Vases and mugs can hold stories on them. From elaborate 18th century vases to your favourite chipped mug. It offers a space to share and communicate ideas. You can interplay, layering and connecting the different forms with patterns and characters in exciting ways.

It’s a great place to build a narrative. Putting your own stamp onto the items, like using them as advertisement space. A Vase or Fruit bowl can be a blank canvas to graffiti your drawings onto. 

HP: Can you tell me about your studio and working routine? Do you have any morning rituals or habits that contribute towards a fulfilling day in the studio?

 

TS: I have a home studio. It’s a cluttered mess to be honest. I have a large desk next to the window that looks out on to the front garden. I have random insects fly into it startling me plus the birds come visit. 

I don’t have any scheduled time, it’s all chaotic.
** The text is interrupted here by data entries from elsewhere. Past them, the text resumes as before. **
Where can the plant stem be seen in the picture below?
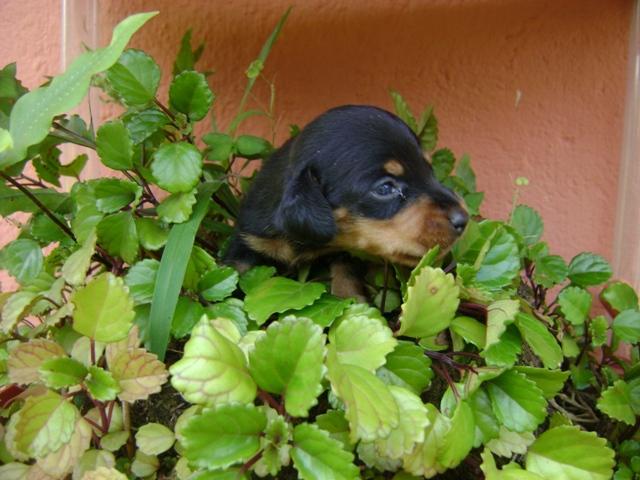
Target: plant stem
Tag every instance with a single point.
(40, 205)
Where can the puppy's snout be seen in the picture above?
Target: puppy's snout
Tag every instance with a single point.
(458, 219)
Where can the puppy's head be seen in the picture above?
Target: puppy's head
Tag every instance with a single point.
(359, 181)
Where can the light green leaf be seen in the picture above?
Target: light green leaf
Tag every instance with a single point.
(615, 401)
(45, 424)
(528, 223)
(177, 207)
(371, 410)
(135, 77)
(288, 361)
(32, 114)
(118, 235)
(62, 372)
(626, 326)
(517, 401)
(101, 384)
(279, 294)
(141, 280)
(317, 456)
(23, 259)
(114, 146)
(218, 284)
(103, 309)
(541, 341)
(154, 439)
(407, 366)
(362, 341)
(587, 269)
(190, 94)
(212, 370)
(575, 303)
(223, 436)
(568, 453)
(177, 167)
(620, 296)
(431, 304)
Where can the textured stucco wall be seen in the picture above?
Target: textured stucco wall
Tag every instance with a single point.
(564, 59)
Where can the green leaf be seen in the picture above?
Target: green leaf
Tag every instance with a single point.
(23, 259)
(112, 194)
(250, 146)
(541, 341)
(317, 456)
(177, 167)
(45, 424)
(212, 370)
(587, 269)
(154, 439)
(218, 284)
(568, 452)
(288, 361)
(615, 401)
(431, 304)
(114, 146)
(32, 114)
(103, 309)
(171, 273)
(575, 303)
(362, 341)
(135, 77)
(407, 366)
(141, 280)
(62, 372)
(223, 436)
(371, 410)
(620, 296)
(118, 235)
(279, 294)
(177, 207)
(190, 94)
(626, 326)
(101, 384)
(517, 402)
(528, 223)
(324, 310)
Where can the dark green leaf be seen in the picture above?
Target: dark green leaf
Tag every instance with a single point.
(135, 77)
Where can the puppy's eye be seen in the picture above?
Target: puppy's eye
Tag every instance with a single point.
(387, 190)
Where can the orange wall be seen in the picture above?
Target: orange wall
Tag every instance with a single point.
(564, 59)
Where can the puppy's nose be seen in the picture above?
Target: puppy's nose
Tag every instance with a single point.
(459, 219)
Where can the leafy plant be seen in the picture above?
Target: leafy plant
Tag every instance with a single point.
(128, 350)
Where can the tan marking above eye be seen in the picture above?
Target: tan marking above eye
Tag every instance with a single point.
(394, 167)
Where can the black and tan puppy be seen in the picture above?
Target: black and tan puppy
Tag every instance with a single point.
(354, 179)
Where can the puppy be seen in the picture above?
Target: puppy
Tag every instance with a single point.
(355, 179)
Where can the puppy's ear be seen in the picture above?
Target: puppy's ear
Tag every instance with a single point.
(304, 214)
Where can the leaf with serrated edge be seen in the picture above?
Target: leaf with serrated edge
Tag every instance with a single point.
(61, 462)
(46, 423)
(279, 294)
(517, 401)
(154, 439)
(569, 453)
(371, 410)
(316, 456)
(223, 436)
(431, 304)
(25, 360)
(212, 370)
(362, 341)
(288, 361)
(139, 374)
(410, 430)
(103, 309)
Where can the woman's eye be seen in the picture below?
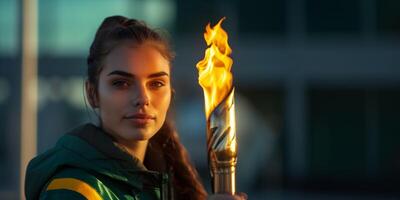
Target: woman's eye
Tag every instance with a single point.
(120, 84)
(156, 84)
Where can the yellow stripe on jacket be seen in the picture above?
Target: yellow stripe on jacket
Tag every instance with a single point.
(75, 185)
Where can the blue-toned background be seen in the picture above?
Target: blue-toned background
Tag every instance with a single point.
(317, 82)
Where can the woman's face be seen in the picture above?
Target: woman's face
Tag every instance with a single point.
(134, 92)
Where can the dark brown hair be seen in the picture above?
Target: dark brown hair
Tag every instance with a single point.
(165, 152)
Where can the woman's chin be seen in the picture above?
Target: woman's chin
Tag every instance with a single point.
(138, 135)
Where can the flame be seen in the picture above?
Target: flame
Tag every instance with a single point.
(214, 70)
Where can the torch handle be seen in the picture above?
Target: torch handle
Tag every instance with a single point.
(224, 181)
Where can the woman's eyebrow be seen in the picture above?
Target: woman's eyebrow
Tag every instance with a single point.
(158, 74)
(121, 73)
(129, 75)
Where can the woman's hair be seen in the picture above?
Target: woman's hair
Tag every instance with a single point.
(165, 145)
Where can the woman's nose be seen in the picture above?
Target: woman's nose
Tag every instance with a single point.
(141, 98)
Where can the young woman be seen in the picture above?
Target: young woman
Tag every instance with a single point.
(134, 152)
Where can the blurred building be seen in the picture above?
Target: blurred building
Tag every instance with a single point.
(318, 86)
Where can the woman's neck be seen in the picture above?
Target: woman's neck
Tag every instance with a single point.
(135, 148)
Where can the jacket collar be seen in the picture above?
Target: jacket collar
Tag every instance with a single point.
(97, 146)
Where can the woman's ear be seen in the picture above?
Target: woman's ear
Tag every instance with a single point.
(91, 94)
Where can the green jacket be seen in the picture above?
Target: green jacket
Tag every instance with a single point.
(86, 164)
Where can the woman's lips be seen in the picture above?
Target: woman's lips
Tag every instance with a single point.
(140, 119)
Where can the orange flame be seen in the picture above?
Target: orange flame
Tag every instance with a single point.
(214, 70)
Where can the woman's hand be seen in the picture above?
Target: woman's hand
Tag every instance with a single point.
(238, 196)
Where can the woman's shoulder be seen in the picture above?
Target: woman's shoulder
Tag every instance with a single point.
(76, 183)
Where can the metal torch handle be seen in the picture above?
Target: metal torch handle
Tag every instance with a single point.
(222, 146)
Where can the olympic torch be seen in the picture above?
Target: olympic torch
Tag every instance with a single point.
(216, 80)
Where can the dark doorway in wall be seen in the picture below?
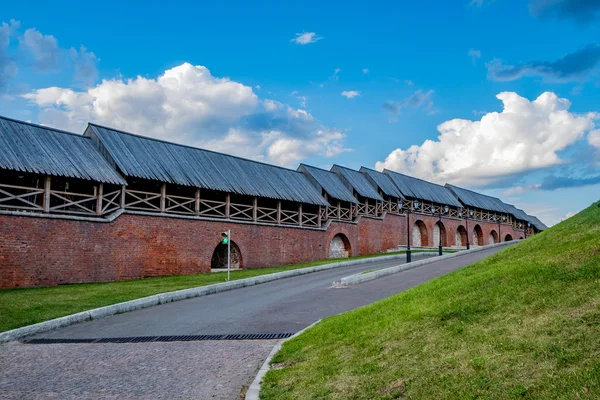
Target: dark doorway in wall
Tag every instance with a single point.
(219, 258)
(420, 237)
(461, 236)
(477, 236)
(493, 238)
(340, 247)
(437, 229)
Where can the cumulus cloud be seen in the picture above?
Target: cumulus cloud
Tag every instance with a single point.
(418, 100)
(8, 67)
(576, 66)
(525, 136)
(582, 11)
(86, 72)
(594, 138)
(350, 94)
(187, 104)
(305, 38)
(43, 49)
(475, 55)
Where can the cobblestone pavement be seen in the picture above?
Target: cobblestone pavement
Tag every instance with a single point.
(174, 370)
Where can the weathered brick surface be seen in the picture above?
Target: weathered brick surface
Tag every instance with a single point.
(45, 252)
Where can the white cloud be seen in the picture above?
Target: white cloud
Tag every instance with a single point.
(43, 48)
(525, 136)
(188, 105)
(594, 138)
(350, 94)
(306, 38)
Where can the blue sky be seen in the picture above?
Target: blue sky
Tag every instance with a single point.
(350, 84)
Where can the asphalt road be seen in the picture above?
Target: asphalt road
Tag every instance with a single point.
(282, 306)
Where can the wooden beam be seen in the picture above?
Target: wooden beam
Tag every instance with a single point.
(47, 194)
(278, 211)
(228, 205)
(163, 197)
(123, 193)
(319, 217)
(99, 199)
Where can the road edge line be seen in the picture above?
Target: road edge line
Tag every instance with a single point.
(253, 391)
(168, 297)
(356, 279)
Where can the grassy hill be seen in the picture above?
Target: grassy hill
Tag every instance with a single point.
(524, 323)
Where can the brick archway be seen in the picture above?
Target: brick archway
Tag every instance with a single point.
(420, 236)
(219, 257)
(340, 247)
(438, 229)
(460, 238)
(477, 235)
(493, 237)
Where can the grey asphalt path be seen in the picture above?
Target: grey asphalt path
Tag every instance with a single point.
(286, 305)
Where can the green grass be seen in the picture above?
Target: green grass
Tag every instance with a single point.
(21, 307)
(524, 323)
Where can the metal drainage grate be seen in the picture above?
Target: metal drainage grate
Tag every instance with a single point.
(145, 339)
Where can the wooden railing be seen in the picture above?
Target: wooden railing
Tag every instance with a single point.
(23, 198)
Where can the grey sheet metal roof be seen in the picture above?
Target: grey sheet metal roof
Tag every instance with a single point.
(382, 181)
(539, 225)
(329, 182)
(148, 158)
(516, 212)
(420, 189)
(358, 182)
(478, 200)
(38, 149)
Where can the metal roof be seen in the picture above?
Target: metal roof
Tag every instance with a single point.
(329, 182)
(478, 200)
(42, 150)
(423, 190)
(358, 182)
(148, 158)
(539, 225)
(517, 213)
(382, 181)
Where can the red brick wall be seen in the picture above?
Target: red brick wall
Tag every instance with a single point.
(45, 252)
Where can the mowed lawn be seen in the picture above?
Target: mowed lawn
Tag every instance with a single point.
(21, 307)
(524, 323)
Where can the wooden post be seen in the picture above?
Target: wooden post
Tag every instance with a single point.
(278, 211)
(47, 194)
(163, 197)
(227, 205)
(319, 217)
(123, 192)
(99, 199)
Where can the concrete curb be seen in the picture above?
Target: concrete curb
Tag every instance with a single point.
(253, 392)
(360, 278)
(169, 297)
I can wake up and go straight into my studio with the need to make marks. Some days it’s can be a slow process. 

Just stepping into the studio is all I need to start and get something going.  I urgently grab the mediums I want and find something to draw from.

Time can be lost and I will have forgotten to eat or drink. Some days it’s also just a quickie of 15 minutes. Bish bash bosh. I work to my own time, which can be whenever from early morning to 3am.

HP: In relation to social media and particularly Instagram, you have a loyal and impressive following of over 12K. What are your thoughts on the importance of social media today?

 

TS: For me social media is extremely important. It offers me a space to connect with others and share my works. I decided to start it a year ago, for confidence and motivation. I had 145 followers and I just wanted to share my process and connect with others.

Social media has changed everything; you can share and learn from people all over the Globe. You can create your own world from the smallest of places and from whatever limitations you have. It opens up opportunities.